The performance characteristics are shown in
Table 6. We use an Nvidia RTX2070-based workstation as the target device and pure PyTorch model to obtain FPS values, minimum memory consumption, and the number of video streams able to run in parallel. The table shows that all of UNet based models can run in real time. We do not take into account the time taken to move the input frame from CPU to GPU because robotics systems will fetch and save the frame directly to video RAM memory.
To complete the investigation of the multiclass fire-segmentation task, it is worth noting that the methods can be used in different environmental conditions, as shown in
Figure 18 and
Figure 19. For each original image CNN calculates accurate fire-segmentation mask and we visualize it bellow by swapping red and blue channel of image and mark by red, orange and yellow the areas of detected flame.

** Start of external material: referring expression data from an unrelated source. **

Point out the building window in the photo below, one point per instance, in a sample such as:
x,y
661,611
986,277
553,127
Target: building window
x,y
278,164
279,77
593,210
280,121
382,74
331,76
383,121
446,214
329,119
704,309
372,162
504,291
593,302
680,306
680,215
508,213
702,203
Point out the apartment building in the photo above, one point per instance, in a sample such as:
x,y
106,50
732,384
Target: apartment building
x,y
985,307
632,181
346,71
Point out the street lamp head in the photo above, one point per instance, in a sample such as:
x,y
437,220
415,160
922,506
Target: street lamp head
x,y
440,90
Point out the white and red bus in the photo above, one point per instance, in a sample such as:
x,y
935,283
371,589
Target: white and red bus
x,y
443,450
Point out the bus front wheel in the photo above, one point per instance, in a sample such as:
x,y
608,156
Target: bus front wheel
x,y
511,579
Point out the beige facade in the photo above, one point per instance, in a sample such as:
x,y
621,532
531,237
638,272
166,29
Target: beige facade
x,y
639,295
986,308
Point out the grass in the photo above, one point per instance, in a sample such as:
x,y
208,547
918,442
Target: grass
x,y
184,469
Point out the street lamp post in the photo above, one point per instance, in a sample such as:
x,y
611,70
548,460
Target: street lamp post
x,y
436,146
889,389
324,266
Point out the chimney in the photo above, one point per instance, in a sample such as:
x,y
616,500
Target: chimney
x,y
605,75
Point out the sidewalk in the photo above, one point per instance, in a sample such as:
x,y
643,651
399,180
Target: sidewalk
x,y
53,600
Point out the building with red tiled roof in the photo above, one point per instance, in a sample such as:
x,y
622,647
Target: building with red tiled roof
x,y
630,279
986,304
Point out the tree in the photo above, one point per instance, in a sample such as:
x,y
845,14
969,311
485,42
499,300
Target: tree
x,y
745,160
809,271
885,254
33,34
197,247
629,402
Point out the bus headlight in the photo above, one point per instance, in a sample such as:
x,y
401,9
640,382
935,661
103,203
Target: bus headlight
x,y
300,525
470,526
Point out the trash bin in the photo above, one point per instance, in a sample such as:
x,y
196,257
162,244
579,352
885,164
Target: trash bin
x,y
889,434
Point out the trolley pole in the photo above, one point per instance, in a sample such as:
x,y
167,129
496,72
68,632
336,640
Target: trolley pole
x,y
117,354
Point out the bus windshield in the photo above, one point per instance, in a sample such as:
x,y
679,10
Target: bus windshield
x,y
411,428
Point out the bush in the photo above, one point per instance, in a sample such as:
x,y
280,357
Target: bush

The visualization demonstrates effective segmentation in cases of video capturing from the air and on the ground, as well as a large and a small fire. Additionally, it shows the reliable elimination of false alarms represented by firefighting vehicles and other objects of red, yellow, and orange colors.
4. Discussion
This article describes a detailed solution to multiclass fire image segmentation using an advanced neural-network architecture known as UNet. Because this problem has been solved for the first time, we collected and labeled datasets for training, and suggested some configurations for the UNet model. We analyzed the best configuration for fire segmentation and suggested innovative methods to improve accuracy. Based on the UNet architecture, we developed a wUUNet-concatenative model that demonstrates the best results in the task of multiclass fire segmentation. It outperforms the UNet model by 2% and 3% in case of binary and multiclass segmentation accuracy, respectively.
The next steps are to run the proposed model and calculation schemes in Jetson Nano board to perform real-time computations from the connected CSI camera module, and to create a prototype for fire detection system to provide automatic forest fire segmentation and effective suppression.